I have been following the story of the three British citizens who were detained for two years at the US Guantanamo Bay detention camp in Cuba. Yesterday the three submitted a dossier that described unbelievable abuse, including accounts about how they had been beaten, shackled, photographed naked and interrogated at gunpoint while in US custody. The story received huge coverage in the UK, Germany, France, etc., but I searched in vain for reports in the NY Times, WaPo, etc. The pretrial hearing of Pvt. Lyndie England for her actions at the Abu Ghraib prison in Iraq did receive a great deal of press in the US. She has been demonized while her superiors get off without so much as a reprimand, in what is becoming a despicable whitewash.

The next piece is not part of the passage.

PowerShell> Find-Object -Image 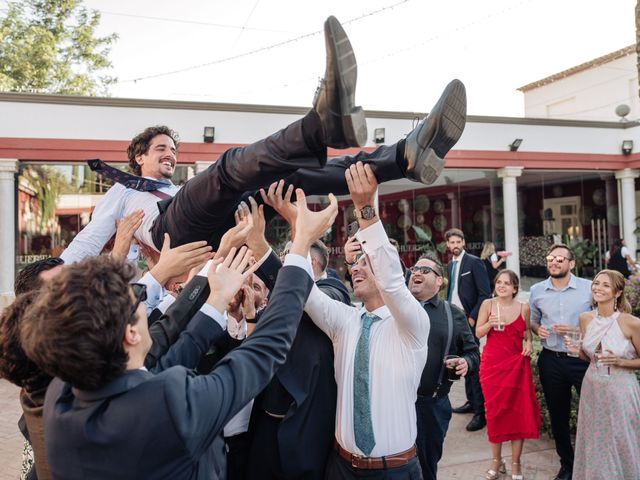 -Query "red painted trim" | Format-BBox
[0,138,640,170]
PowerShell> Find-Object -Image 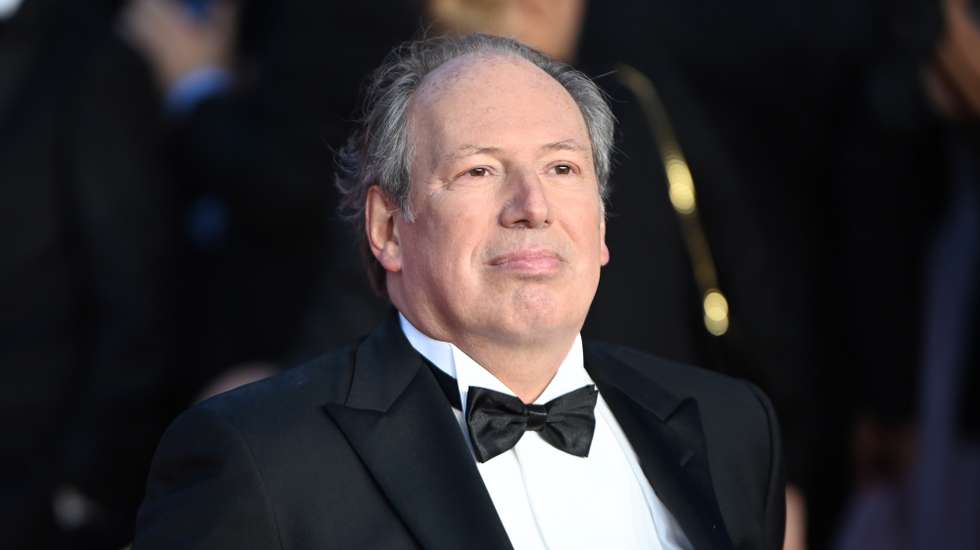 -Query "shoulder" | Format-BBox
[585,341,769,409]
[585,342,779,464]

Today it appears that the Red Cross is evaluating the report by the Gitmo detainees and – in a highly unusual public statement – has announced that abuses could amount to War Crimes under the Geneva Convention. Today’s edition of the Netzeitung has the story:
Die schweren Vorwürfe dreier ehemaliger Häftlinge gegen die USA wegen der Zustände im Lager Guantánamo Bay können ernsthafte Folgen für die US-Regierung haben. Das Internationale Rote Kreuz zieht in Betracht, dass es sich um systematische «unmenschliche Behandlung» der in Guantánamo internierten Gefangenen handeln könne, «einen ernsthaften Bruch der Genfer Konvention, wie er nicht selten als Kriegsverbrechen beschrieben wird», wie der Sprecher des Internationalen Komittees des Roten Kreuzes, Florian Westphal, sagte.
If it determined that War Crimes were indeed committed, the consequences for the US Government could be serious. I will be watching to see when (if) the US press starts doing its job.